C'est très peu de chose, vous savez. On gonfle toujours ces sortes d'affaires. Tenez, à vous je vais tout vous dire. C'est vrai que j'ai passé un peu de riz de l'autre côté. C'était pour le frère de ma mère qui vit dans la colonie anglaise, et qui est très pauvre. Juste quelques sacs de riz pour le frère de ma mère. Silas n'aurait pas eu le cœur de lui refuser. Silas est pauvre, mais il ne peut laisser les siens manquer de quoi que ce soit. »

« Quelques sacs de riz, hum !... grogne Durtal. Et puis des arachides aussi ?

«  - Des arachides aussi. Ce n'était pas pour le frère de ma mère. Silas, vous le savez, a un cousin qui tient une huilerie de l'autre côté. Cette huilerie manque d'arachides. Silas ne pouvait pas laisser chômer son cousin...

Silas est pauvre, vous le savez, mais il peut vous prouver un jour sa reconnaissance. Vous n'êtes jamais venu dans sa maison et il en est triste. Venez donc ce soir. Il vous expliquera mieux qu'ici toute cette affaire. Et puis, vous savez qu'un mot de Silas au Gouverneur a déjà changé bien des choses !

La conversation prend un tour que Durtal déteste. Il n'en veut même pas à Silas de sa mauvaise tentative de corruption. Le métis ne sait-il pas que son attitude ne peut que provoquer l'hostilité de Durtal ? Et pourtant la corruption lui est un climat si naturel qu'il la tente, même quand elle doit lui nuire. La corruption lui est aussi adhérente que la couleur de sa peau. Durtal en éprouve seulement la même qualité de dégoût qu'en respirant l'odeur de sperme inhérente aux sous-bois de la forêt. Maudit pays... Aussi répond-il avec tout son calme :

« - Je vois que vous avez le sens de la famille, Monsieur Silas. Et les armes, c'était pour que votre neveu fasse la guerre ? »

Le visage de Silas est devenu brusquement d'un gris cendreux. Le métis ne joue plus, à présent. Les mots ont perdu leur fluidité. Il halète, passe la main sur sa tête chauve, presse son ventre comme s'il avait peur d'éclater.

« - Vous savez cela ? Que vais-je devenir ? Ce n'était que très peu de chose, vous savez, et je ne le faisais pas pour moi. Mais les services de police en sont-ils saisis ?

- Je l'ignore.

- Ah ! si vous êtes seul à le savoir, si le dossier n'est pas encore transmis, j'ai encore de l'espoir. Vous, vous pouvez comprendre. Je sais que je suis coupable. Je sais bien que je suis un sale type. Tenez, tout ce qu'on raconte de moi est vrai. Je ne vous dissimule rien. Même ce qu'on raconte sur mes mœurs est vrai. Oui, c'est vrai que j'ai aimé des garçons...

- Il ne s'agit pas de cela, l'interrompt Durtal. Vos mœurs vous regardent ou elles regardent la police. N'essayez pas de détourner mon attention. Je veux avoir des explications sur ce trafic d'armes. »

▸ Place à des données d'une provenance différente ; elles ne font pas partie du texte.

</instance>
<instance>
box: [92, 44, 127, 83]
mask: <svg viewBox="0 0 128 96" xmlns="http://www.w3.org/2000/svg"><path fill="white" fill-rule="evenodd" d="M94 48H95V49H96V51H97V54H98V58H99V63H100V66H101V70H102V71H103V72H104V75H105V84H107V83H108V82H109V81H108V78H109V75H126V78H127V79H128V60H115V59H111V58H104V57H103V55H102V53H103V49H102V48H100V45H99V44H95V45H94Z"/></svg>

Après un tel aveu, ce Silas affolé inspire encore plus de dégoût à Durtal, mais en même temps une immense pitié. La pitié qu'inspire une bête, fût-elle répugnante, prise au piège. Et puis une âme dénudée par l'émotion retrouve toujours un peu de sa pureté originelle. L'affreux vernis est tombé. Durtal sent une âme à travers ces yeux qui tout à coup regardent droit.

« - Ne m'accablez pas, reprend le métis. Cette affaire, je ne voulais pas m'en mêler. Je déteste tout ce qui touche à la politique. Silas est un commerçant. Mais Silas a des liens. Il n'a pas pu refuser.

- Qui vous a imposé cette affaire ?

- Ne me le demandez pas. Ils me tueraient. Ils me tueraient vous savez, comme Matracci. »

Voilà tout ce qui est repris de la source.